Kilkenny’s Smallest Shop

Geoff Rose

As you walk down the very narrow High Street in Kilkenny these days, near the end of the street at its junction with James Street, you can see a small stone plaque on the wall where “The Gourmet Store” currently trades.
The stone plaque reads; `High Street founded AD 1200
Widened AD 1883. John Hogan Mayor.
As you stand reading this historical plaque, avert your eyes to the right and you will see where one of Kilkenny’s smallest shop was, up to recently, trading as “Cuts and Curls; but for decades of Kilkenny people, it had the name BARRY over the door, as indeed it does to this day. Barry’s Vegetable shop traded in its High Street premises for over 40 years. Originally, before the Barry family started to trade there, it was a butchers shop, run by the Doheny family, who had a slaughter house in St Kieran’s Street, behind the High Street shop.
Kilkenny’s Smallest Shop.
Walk down High Street any morning and as you approach the lower end, you cannot but help notice the bright and attractive display of vegetables outside what must surely be the smallest shop trading in Kilkenny, if not Ireland.

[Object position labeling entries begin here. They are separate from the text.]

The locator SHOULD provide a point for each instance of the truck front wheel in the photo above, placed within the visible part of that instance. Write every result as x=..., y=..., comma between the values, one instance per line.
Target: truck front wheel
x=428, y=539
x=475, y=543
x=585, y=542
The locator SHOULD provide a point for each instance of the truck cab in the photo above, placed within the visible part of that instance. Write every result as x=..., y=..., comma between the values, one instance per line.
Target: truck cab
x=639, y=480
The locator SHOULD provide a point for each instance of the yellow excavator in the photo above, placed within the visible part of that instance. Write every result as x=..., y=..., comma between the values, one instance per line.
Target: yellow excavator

Next September, Barry’s Vegetable shop will have been selling fresh produce to the community for a staggering 35 years from their premises that measures 14 feet by a 7 feet in, width, by 8 foot high, and it was in this same shop that Patrick and Mary Barry started in 1945, with little or no capital, and a lot of determination, their son, Fananhan, is now in charge of the shop, and his friendly disposition towards all his customers makes shopping there a very pleasant chore. Despite its smallness, the walls of the shop carry an array of produce that is mouthwatering and inviting at the same time, and the colours of the rainbow protrude from the shelves with crisp celery, ravishing radishes, mouthwatering melon, cool cucumber, and the tempting tomatoes, all vying with crisp firm heads of red cabbage, snow white cauliflower, and a wide variety of household fruits, apples, oranges, pears, peaches, and even the occasional exotic pineapple, all waiting to be purchased. When the shop is packed, and as Fananhan says “our capacity is between 8 and 10, things can get a little hectic, but all our regular customers tend to help themselves, and everything works out satisfactorily.” In some ways the shop is not unlike entering the confessional box, because of the intimate nature of the shop, with ‘Fr’ Fanahan dispensing vegetarian goods for the betterment of our `souls’. The shop has been featured in the very successful “Ballymaloe Cookbook” by Myrtle Allen, and was the subject of an article in a Swedish magazine a couple of years ago. Here’s to the next 35 years.
A postscript to the article. When Barry’s Vegetable shop ceased trading it was converted into a Hairdressing salon by Ms Kay Barry, a daughter of Paddy & Mary Barry, and sister to Fanahan Barry, thus keeping the BARRY name on the High Street for more than 75 years, or more that three quarters of a century. (77 years approx.).
What Mayor John Hogan would have made of the current state of high Street is a matter of speculation and opinion.